Hi I used Groupdocs.conversion for converting pdf,.docx files to .html format
string inDirectory = Path.Combine(Properties.Settings.Default.DocumentStorageFolderPath, document.Location);

using (Converter converter = new Converter(inDirectory))
{
MarkupConvertOptions options = new MarkupConvertOptions
{
FixedLayout = true
};

          converter.Convert(Path.Combine(Properties.Settings.Default.DocumentStagingFolderPath, "search", "Html", convertedFileName + ".html"), options);
            }

by using this conversion its not converting properly…
i will attach the original file,html file for your reference.Venkatesh.pdf (251.3 KB)

Converted html file
image.png (251.2 KB)

html file in code view…look at the selected span - Primary Contact .
upload.jpg (188.0 KB)

the word Contact is seperated by conta and ct…

@bharathiGK,

Thank you for taking interest in GroupDocs.Conversion for .NET.

Is this the only issue you are facing?
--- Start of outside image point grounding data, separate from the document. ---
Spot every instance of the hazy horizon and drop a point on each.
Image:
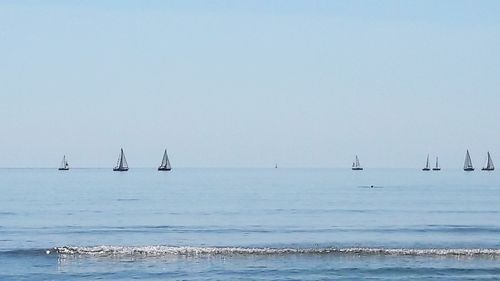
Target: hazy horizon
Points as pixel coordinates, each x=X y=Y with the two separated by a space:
x=249 y=83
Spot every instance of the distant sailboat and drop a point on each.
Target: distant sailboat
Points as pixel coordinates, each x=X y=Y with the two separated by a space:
x=165 y=163
x=468 y=162
x=427 y=165
x=121 y=164
x=64 y=164
x=489 y=164
x=437 y=168
x=355 y=165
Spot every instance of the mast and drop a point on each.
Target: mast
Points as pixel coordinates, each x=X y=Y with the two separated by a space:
x=356 y=165
x=165 y=163
x=64 y=164
x=489 y=164
x=121 y=164
x=468 y=162
x=427 y=165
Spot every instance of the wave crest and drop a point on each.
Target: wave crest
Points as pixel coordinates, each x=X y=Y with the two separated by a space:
x=226 y=251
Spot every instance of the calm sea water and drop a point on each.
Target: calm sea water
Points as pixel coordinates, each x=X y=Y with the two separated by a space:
x=237 y=224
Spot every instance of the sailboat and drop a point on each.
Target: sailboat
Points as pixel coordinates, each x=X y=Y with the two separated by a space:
x=489 y=164
x=165 y=163
x=355 y=165
x=427 y=165
x=121 y=164
x=437 y=168
x=64 y=164
x=468 y=162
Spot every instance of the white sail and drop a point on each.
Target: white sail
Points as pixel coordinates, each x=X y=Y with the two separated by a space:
x=468 y=162
x=356 y=165
x=489 y=164
x=427 y=165
x=64 y=164
x=121 y=164
x=165 y=162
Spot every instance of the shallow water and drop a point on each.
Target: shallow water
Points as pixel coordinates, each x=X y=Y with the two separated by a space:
x=226 y=224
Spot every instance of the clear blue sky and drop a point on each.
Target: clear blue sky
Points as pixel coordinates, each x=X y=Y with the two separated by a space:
x=249 y=83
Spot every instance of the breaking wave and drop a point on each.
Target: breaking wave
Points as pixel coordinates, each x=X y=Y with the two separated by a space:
x=228 y=251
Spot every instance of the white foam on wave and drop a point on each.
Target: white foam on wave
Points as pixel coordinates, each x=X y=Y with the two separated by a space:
x=205 y=251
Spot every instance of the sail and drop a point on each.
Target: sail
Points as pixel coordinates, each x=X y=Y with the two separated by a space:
x=165 y=162
x=123 y=160
x=489 y=163
x=356 y=165
x=427 y=165
x=468 y=162
x=121 y=164
x=64 y=163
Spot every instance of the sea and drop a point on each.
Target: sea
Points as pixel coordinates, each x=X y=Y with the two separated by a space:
x=249 y=224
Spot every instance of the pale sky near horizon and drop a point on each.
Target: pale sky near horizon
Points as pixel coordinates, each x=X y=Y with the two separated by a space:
x=249 y=83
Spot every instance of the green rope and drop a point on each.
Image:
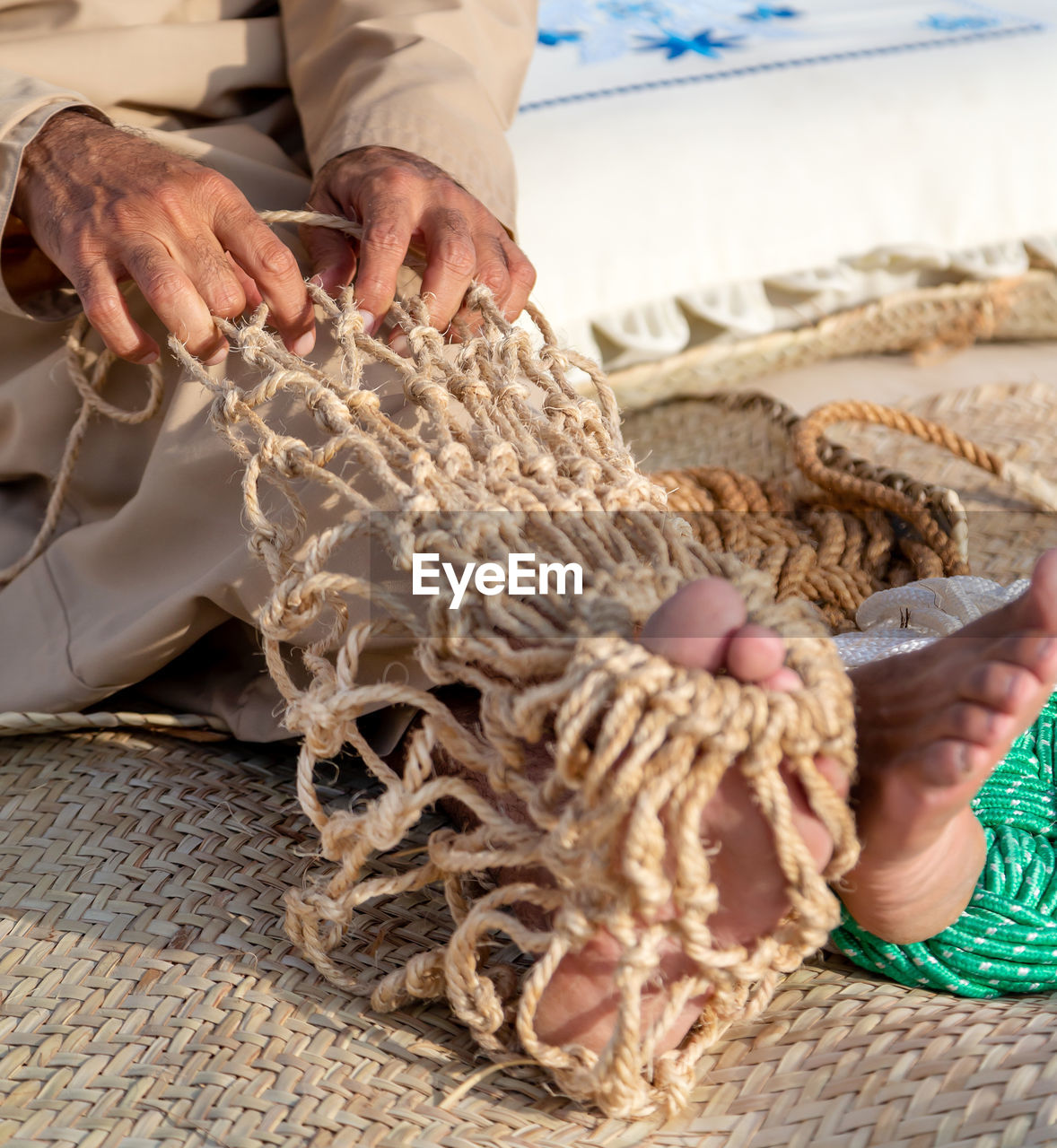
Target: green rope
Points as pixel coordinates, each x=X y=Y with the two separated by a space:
x=1006 y=942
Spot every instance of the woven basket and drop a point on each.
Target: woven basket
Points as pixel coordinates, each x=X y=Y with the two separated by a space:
x=922 y=322
x=151 y=1000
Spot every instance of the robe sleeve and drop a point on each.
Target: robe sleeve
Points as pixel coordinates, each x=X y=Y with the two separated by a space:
x=439 y=78
x=25 y=106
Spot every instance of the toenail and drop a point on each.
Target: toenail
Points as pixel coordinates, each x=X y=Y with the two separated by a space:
x=949 y=767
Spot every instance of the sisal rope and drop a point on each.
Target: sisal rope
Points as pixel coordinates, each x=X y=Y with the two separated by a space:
x=639 y=745
x=922 y=322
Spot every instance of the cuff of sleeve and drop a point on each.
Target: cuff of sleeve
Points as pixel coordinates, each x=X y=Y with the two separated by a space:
x=58 y=303
x=483 y=165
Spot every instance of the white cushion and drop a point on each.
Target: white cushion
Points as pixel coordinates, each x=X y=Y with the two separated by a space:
x=785 y=161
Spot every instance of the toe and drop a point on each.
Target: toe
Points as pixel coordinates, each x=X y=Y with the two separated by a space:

When we inspect element “Primary Contact”, the word Contact is separated. But it is rending as a collective word.

Yes.i noticed for this word alone. actually i’m applying tag (mark) for that Word Contact ,in that case due to seperation of word “conta” and “ct” couldn’t able to apply

1 Like

@bharathiGK,

This issue is reproduced at our end. Hence, we are now investigating it. Your investigation ticket ID is CONVERSIONNET-3851. As there’s any update, you’ll be notified.

Okay.Thank you

@bharathiGK,

You are welcome.

When can i get update on this issue.

1 Like

@bharathiGK

We are planning to fix this issue in API version 20.7 and the release is expected sometime in July. However, in case of any further update, we’ll notify you.

Okay Thank you

@bharathiGK

You are welcome.

Hi.i wish to get update on this issue.?

@bharathiGK

The fix is planned this month, if nothing goes wrong (e.g. blockage due to some other issue). However, we’ll notify you in case of any update.

Okay.But i’m in mid of my process bacause of this issue.

Can i get any other solution to convert any format document into html (without this problem)

@bharathiGK

You can try a Word to HTML conversion. For example have a look at these files.zip (69.3 KB).

You mean,whatever file type is there ,that needs to convert as a word document and then need to be converted as html.
like this you coming to convey.
because i used to get documents for conversion .pdf,.xlsx,.pptx and so on.

@bharathiGK

No.

I think there was some misunderstanding. What I said was based on this message. However, you can use GroupDocs.Viewer for .NET (as an alternate solution) in order to render/convert a PDF to HTML.
On top of that, we actually tried to convert the provided PDF to HTML and here are the results.zip (323.7 KB). Primary Contact as a whole word is in a single span.

Ok.This results.Zip looks good.can i get sample coding for that.

which version of viewer is used? and i need sample coding for that.if possible can you share example

1 Like

@bharathiGK

I used version 20.6.1 and below is the sample code:

string outputDirectory = @"D:/";
string pageFilePathFormat = Path.Combine(outputDirectory, "page_{0}.html");
using (Viewer viewer = new Viewer(@"D:/Venkatesh.pdf"))
{
    HtmlViewOptions options =
    HtmlViewOptions.ForEmbeddedResources(pageFilePathFormat);
    viewer.View(options);
}

However, a complete open-source example project is available at GitHub.

Okay.Thank you.currently i’m using viewer 20.1.0.if i update to 20.6.1 means,what are the other dlls need to be updated?.

@bharathiGK

You just have to update GroupDocs.Viewer for .NET DLL. However, you can also try same code with version 20.1.